Actually I was referring to the Iraq War, rather surprised you didn't pick up the reference. You know we did actually retaliate for the 9/11 attacks, by the way, and it did involve bombing, and we did hit some buses, and we did kill some children and presumably there would have been some scorched hijabs which fluttered in the wind. Children don't have to live in France, Denmark or Sweden to be innocent, you know.

[it is patently the case that there is one religion whose adherents have a tendency to react with disproportionate and indiscriminate violence to the merest of slights perceived to a vastly greater extent than all other religions.]
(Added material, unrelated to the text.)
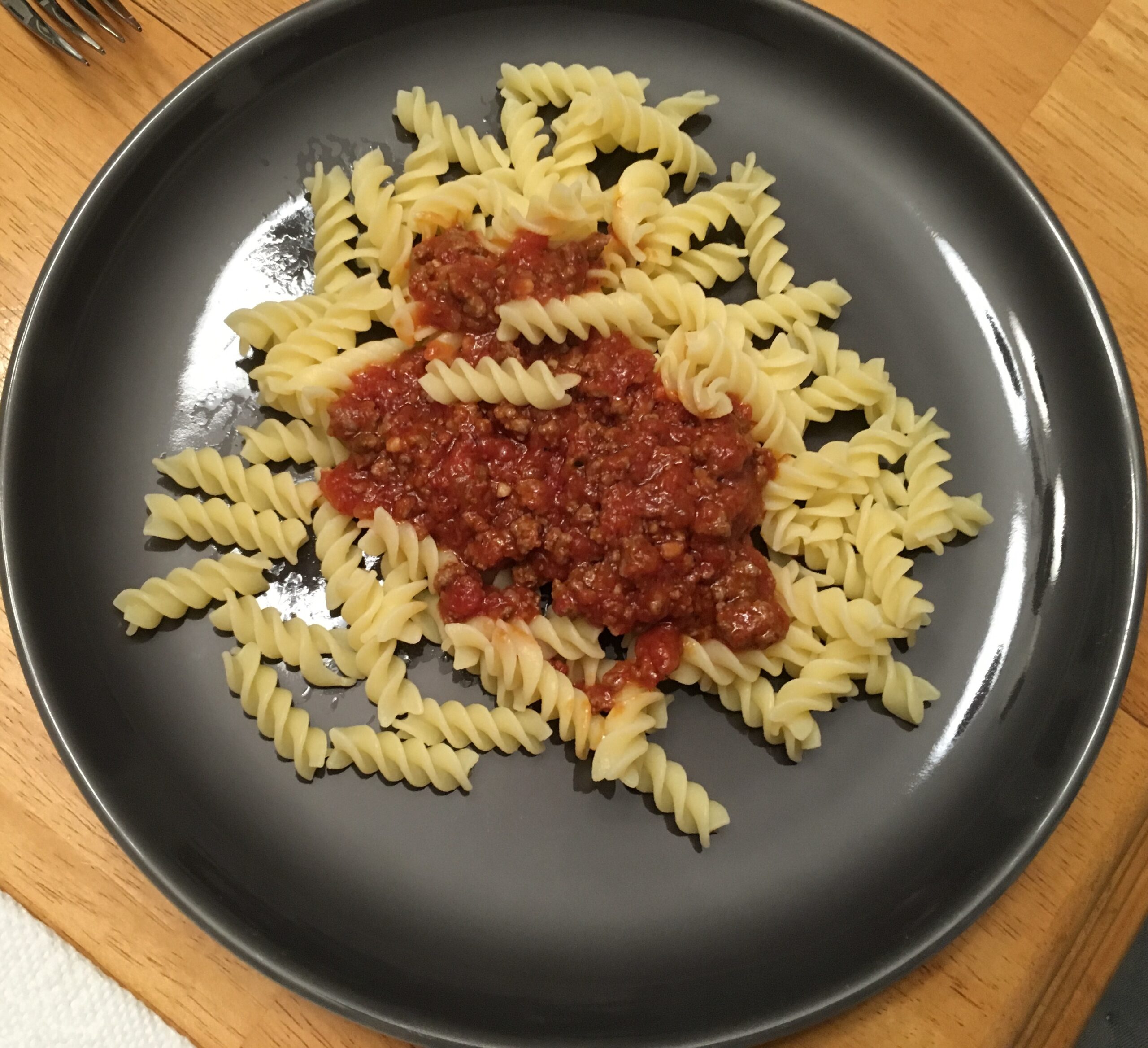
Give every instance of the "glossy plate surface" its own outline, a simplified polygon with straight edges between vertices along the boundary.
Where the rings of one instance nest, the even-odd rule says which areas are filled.
[[[331,0],[238,45],[96,179],[33,295],[3,419],[6,596],[33,694],[85,793],[184,909],[285,984],[434,1045],[742,1045],[871,993],[971,920],[1052,830],[1124,681],[1143,583],[1143,467],[1108,321],[1007,155],[936,86],[771,0],[523,8]],[[502,61],[604,63],[653,100],[721,95],[699,141],[777,176],[800,283],[854,295],[953,432],[955,492],[996,523],[924,556],[907,661],[943,698],[908,730],[852,701],[788,764],[714,701],[660,739],[732,823],[699,853],[560,745],[482,757],[470,796],[355,771],[296,780],[224,683],[202,615],[127,639],[125,585],[191,564],[145,544],[154,455],[238,449],[257,418],[223,317],[307,286],[316,160],[401,157],[395,91],[494,121]],[[272,591],[311,609],[316,565]],[[170,624],[169,624],[170,625]],[[478,699],[434,652],[424,693]],[[296,677],[287,678],[296,694]],[[331,727],[354,691],[302,695]]]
We are not very far away from making threats of nuclear annihilation against Iran. Stop patting yourself on the back just because nobody's kicked your arse recently.

dsquared

(by the way it really is not so very long ago that Irish Catholics used to riot and just because they saw a few men in bowler hats walking past playing drums and flutes, so double triple give it a rest with your "there is one religion with a tendency to disproportionate reaction" bollix)

Frank McGahon

[ just because they saw a few men in bowler hats walking past playing drums and flutes]

That's right, because of course there's an obvious equivalence between loyalists marching down a street occupied mostly by "catholics" (almost none of whom could tell you what transubstantiation actually means) banging drums, getting pissed, urinating on the street, blocking access for residents and chanting about being up to one's neck in fenian blood and merely drawing a picture of Mohammed. Not that I have any interest in defending any rioting or violent protest but the rioting you refer to would seem to fall under the proportionality rule and again, is not about any fine point of religious doctrine and has nothing at all to do with religion except in so far as it is a handy marker for ethnic/political affiliation.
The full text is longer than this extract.